Evaluation: Beyond "Did the Answer Sound Good?"
We evaluate KAI on several dimensions at once:
- Grounding precision: percentage of claims supported by authoritative in-scope sources.
- Scope adherence: how often responses stay within role, country, and policy boundaries.
- Escalation quality: correctness of cases routed to HR instead of answered automatically.
- Update sensitivity: performance before and after policy revisions.
- User resolution rate: percentage of questions resolved without unsafe overreach.
The escalation metric turned out to be a leading indicator. When escalation quality dropped, downstream incidents increased, even if answer fluency and retrieval metrics looked stable.
What We Changed After Real Usage
Real usage exposed behaviors we had underestimated. Employees often ask compound questions that mix policy interpretation, local practice, and personal context. Initial versions tried to answer everything at once, which increased ambiguity. We shifted to response decomposition: KAI now separates what policy says, what depends on local implementation, and what requires case-specific HR review.
We also added explicit "assumption banners" for responses that infer missing context. This simple pattern significantly reduced misinterpretation, because users could see exactly what KAI assumed and correct it quickly.
Security and Governance Lessons
KAI is built on secure AI frameworks with tenant isolation and auditable event logs. That sounds standard, but governance only works if visibility is practical. We invested in review dashboards that let HR and compliance teams inspect answer patterns, high-risk topics, and source usage trends without technical mediation.
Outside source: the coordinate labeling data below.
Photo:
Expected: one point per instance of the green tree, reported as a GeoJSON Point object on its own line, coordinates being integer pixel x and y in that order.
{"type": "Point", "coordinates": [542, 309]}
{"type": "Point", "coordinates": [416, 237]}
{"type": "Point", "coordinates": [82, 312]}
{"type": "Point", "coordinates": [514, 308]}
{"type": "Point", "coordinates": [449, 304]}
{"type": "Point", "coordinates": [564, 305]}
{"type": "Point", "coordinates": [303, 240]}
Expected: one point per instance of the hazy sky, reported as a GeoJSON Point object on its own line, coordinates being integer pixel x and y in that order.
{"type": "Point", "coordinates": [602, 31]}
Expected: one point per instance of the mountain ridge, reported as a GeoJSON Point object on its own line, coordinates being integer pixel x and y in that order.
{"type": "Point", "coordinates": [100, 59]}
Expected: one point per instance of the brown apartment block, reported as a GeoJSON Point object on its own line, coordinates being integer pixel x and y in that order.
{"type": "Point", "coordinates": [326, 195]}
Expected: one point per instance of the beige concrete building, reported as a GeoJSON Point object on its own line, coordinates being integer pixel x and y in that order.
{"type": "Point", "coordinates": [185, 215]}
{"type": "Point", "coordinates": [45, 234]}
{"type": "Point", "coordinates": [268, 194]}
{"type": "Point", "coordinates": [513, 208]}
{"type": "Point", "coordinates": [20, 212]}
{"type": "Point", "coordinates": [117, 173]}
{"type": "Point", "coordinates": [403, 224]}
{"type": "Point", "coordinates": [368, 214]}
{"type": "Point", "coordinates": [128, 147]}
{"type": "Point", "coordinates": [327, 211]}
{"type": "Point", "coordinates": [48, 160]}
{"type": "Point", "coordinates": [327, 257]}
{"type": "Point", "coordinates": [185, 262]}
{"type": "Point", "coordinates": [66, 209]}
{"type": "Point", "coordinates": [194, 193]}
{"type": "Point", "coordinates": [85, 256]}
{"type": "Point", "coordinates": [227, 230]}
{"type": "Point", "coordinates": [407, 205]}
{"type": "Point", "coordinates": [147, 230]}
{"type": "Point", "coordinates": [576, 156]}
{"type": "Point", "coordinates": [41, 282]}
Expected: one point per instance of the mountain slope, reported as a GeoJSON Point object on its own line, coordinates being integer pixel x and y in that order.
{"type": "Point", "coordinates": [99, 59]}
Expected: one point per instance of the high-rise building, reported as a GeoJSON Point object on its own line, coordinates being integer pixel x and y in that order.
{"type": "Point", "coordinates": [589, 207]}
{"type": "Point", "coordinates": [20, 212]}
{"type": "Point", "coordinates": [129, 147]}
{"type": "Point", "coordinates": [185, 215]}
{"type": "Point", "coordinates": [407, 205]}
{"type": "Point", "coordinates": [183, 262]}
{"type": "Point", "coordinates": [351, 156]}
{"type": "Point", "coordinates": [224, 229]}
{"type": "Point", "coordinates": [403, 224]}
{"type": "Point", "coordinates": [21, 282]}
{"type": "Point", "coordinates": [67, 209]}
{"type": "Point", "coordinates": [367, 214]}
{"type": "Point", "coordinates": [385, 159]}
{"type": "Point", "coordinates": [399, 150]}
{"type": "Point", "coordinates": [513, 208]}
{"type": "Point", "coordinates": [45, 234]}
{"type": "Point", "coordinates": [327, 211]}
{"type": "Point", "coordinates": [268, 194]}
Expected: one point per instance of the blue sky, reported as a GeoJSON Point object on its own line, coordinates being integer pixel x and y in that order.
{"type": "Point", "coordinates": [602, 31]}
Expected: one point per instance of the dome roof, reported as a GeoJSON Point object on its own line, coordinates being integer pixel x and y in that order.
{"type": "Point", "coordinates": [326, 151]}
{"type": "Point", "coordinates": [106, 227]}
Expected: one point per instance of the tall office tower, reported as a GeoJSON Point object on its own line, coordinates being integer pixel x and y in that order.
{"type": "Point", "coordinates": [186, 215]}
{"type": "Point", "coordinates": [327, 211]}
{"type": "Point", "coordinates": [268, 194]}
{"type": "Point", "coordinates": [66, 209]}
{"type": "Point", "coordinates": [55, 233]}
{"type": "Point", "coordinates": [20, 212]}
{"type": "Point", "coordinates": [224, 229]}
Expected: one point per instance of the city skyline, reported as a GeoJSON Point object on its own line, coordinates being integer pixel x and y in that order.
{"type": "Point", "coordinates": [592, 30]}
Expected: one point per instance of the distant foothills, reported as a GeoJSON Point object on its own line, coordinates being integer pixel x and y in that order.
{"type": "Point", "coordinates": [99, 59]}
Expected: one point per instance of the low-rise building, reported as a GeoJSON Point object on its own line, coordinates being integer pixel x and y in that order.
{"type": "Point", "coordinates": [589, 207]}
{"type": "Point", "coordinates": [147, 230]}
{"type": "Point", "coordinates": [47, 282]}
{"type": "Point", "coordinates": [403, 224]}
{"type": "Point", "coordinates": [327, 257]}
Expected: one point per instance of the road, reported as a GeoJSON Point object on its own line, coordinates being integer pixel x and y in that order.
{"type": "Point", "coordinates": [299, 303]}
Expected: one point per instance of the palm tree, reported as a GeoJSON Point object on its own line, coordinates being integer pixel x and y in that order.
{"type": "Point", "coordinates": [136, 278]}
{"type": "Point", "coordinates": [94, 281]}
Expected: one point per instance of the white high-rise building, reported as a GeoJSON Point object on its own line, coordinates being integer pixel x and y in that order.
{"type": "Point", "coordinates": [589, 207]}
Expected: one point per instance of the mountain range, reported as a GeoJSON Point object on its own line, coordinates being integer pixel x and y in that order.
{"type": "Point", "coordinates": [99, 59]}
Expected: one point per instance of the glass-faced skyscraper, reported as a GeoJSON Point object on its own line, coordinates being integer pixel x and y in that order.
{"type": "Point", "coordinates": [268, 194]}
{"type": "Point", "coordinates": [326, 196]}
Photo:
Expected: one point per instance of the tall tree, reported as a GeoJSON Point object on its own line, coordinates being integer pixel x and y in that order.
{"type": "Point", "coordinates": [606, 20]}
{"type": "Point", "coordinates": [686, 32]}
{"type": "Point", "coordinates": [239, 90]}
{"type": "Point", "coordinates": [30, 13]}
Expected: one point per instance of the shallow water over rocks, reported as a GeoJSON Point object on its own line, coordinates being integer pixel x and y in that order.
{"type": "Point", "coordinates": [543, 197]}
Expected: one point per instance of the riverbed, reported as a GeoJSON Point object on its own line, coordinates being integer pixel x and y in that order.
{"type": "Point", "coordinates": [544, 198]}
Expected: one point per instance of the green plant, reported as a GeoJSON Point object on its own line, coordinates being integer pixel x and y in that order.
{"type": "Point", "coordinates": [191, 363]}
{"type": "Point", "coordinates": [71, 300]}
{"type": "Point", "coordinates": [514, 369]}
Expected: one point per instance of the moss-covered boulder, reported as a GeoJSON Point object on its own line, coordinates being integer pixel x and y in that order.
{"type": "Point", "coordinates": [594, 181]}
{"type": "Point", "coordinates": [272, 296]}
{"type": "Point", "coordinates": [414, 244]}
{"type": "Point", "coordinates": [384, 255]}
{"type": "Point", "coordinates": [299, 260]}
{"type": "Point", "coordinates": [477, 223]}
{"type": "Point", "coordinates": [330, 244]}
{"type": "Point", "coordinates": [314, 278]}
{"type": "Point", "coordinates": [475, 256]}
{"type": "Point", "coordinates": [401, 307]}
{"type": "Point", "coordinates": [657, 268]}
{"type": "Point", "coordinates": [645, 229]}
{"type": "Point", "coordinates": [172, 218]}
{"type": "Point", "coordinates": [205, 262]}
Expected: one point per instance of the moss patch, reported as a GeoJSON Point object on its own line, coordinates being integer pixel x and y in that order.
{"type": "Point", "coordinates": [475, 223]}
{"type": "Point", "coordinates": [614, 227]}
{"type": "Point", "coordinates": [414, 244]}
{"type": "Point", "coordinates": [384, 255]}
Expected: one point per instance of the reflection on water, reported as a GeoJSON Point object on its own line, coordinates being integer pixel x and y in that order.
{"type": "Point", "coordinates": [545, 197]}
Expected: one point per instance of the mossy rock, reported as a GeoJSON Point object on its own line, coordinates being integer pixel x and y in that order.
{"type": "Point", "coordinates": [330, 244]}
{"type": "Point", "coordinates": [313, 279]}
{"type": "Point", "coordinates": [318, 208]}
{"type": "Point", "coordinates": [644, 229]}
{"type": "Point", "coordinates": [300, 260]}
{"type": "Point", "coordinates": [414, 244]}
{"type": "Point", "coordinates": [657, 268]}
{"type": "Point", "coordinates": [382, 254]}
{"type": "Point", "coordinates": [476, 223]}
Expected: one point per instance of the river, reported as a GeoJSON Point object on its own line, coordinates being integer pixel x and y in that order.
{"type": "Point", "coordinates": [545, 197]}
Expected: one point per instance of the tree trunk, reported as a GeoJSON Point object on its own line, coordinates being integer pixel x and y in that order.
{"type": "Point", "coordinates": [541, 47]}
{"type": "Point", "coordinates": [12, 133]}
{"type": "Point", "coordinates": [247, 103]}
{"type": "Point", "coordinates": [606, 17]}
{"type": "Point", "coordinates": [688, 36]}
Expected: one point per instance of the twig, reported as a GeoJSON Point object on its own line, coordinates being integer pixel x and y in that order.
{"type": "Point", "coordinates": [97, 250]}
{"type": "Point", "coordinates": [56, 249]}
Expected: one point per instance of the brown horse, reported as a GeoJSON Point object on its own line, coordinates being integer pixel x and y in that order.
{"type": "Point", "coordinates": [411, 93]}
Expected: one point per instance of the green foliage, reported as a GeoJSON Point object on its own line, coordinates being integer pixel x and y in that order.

This governance layer changed adoption conversations. Instead of debating abstract AI risk, teams could inspect concrete evidence of system behavior. Trust moved from promise to proof.
What Is Next for KAI
Our next step is deeper integration with change-intelligence workflows so policy questions and broader labour-relations scenarios can share context safely. We are also improving personalized clarification prompts, so KAI can ask for missing scope details earlier without creating conversational friction.
The lesson from this build is simple: an HR assistant is only as good as its grounding discipline. Natural language quality matters, but trust comes from evidence, scope control, and honest uncertainty handling. That is where we continue to invest.